This article concerns the period 759 BC – 750 BC.

Events and trends
 756 BCE—Founding of Cyzicus.
 755 BC—Ashur-nirari V succeeds Ashur-Dan III as king of Assyria
 755 BC—Aeschylus, King of Athens, dies after a reign of 23 years and is succeeded by Alcmaeon.
 753 BC—Alcmaeon, King of Athens, dies after a reign of 2 years. He is replaced by Charops, elected Archon for a ten-year term.

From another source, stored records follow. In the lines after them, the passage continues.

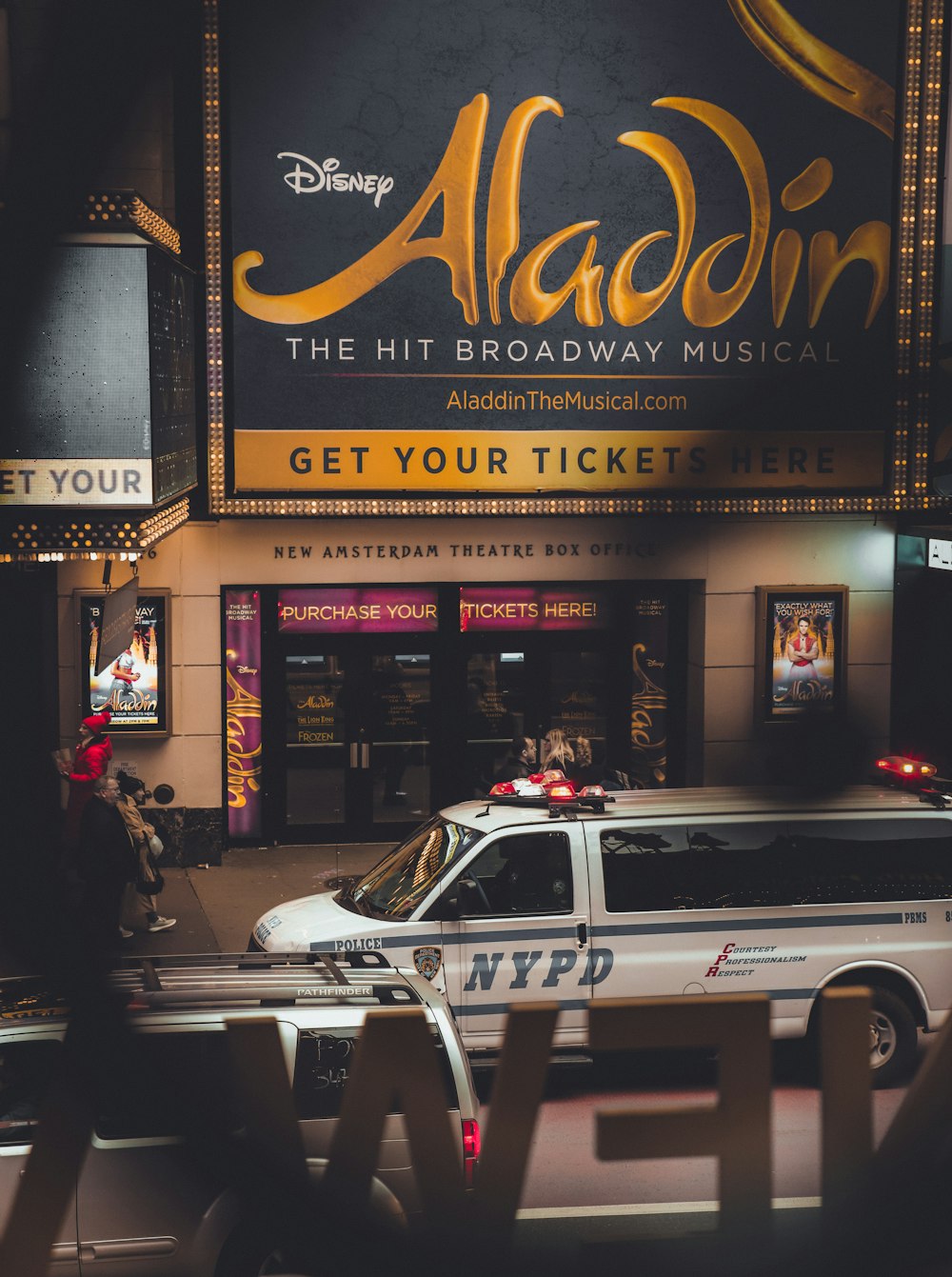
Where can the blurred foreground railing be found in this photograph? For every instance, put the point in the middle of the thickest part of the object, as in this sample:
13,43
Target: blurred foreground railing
882,1212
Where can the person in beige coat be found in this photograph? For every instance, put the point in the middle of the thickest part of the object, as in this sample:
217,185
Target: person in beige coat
139,912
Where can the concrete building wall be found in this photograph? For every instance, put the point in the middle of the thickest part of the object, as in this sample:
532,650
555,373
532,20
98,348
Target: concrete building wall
730,557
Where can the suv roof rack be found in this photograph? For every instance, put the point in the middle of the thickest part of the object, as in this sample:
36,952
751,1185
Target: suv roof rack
934,796
217,980
268,980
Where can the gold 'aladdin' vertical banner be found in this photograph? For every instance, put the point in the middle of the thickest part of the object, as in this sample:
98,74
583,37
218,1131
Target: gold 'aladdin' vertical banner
243,710
632,358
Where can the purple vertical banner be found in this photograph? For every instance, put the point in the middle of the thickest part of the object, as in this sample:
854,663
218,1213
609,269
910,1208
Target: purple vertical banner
648,757
243,710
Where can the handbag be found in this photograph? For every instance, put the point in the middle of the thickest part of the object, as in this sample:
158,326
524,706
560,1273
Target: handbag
149,887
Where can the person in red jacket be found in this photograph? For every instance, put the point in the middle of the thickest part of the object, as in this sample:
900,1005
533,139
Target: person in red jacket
93,753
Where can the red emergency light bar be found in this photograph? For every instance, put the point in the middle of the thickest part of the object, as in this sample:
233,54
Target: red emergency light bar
905,768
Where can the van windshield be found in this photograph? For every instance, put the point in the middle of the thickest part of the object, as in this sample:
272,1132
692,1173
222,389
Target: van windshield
401,880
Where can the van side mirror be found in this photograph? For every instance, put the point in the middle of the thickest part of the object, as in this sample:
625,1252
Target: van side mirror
445,909
469,899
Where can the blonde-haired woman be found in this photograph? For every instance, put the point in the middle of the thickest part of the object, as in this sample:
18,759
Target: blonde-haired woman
557,751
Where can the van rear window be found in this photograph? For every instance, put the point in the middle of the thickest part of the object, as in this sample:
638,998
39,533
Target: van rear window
323,1066
716,865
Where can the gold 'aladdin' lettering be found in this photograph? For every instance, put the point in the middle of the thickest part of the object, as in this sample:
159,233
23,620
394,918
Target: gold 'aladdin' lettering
456,180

 753 BC—The city of Rome and the Roman Kingdom were thought to be founded, according to Roman tradition, and is ruled by Rome's first king, Romulus. Beginning of the Roman 'Ab urbe condita' calendar. Rome adopts the Etruscan alphabet, which the Etruscans themselves had adopted from the Greeks. Set by Varro, this was the most common date used.
 752 BC—Romulus, first king of Rome, celebrates the first Roman triumph after his victory over the Caeninenses, following the Rape of the Sabine Women.  He celebrates a further triumph later in the year over the Antemnates.
 c. 750 BC—Man and Centaur, perhaps from Olympia, is made. It is now at the Metropolitan Museum of Art, New York.
 c. 750 BC—Greeks establish colonies in Italy and Sicily.
 c. 750 BC – 700 BC—Funerary Vase (Krater), from the Dipylon Cemetery, Athens, is made. Attributed to the Hirschfield workshop. It is now at The Metropolitan Museum of Art, New York.

Significant people
 Shoshenq V, Pharaoh of the Twenty-second dynasty of Egypt (767–730 BC)
 Osorkon III, Pharaoh of the Twenty-third dynasty of Egypt (787–759 BC)
 Takelot III, Pharaoh of the Twenty-third dynasty of Egypt (764–757 BC)
 Rudamun, Pharaoh of the Twenty-third dynasty of Egypt (757–754 BC)
 Ini, Pharaoh of the Twenty-third dynasty of Egypt (754–715 BC)
 Niumateped, chief of the Libu (775–750 BC)
 Titaru, chief of the Libu (758–750 BC)
 Ker, chief of the Libu (750–745 BC)
 Manava, author of the Indian geometric text of Sulba Sutras. (b. 750 BC)
 Uzziah, King of Judah (791-740 BC)
 759 BC—Alexander king of Corinth killed by his successor Telestes.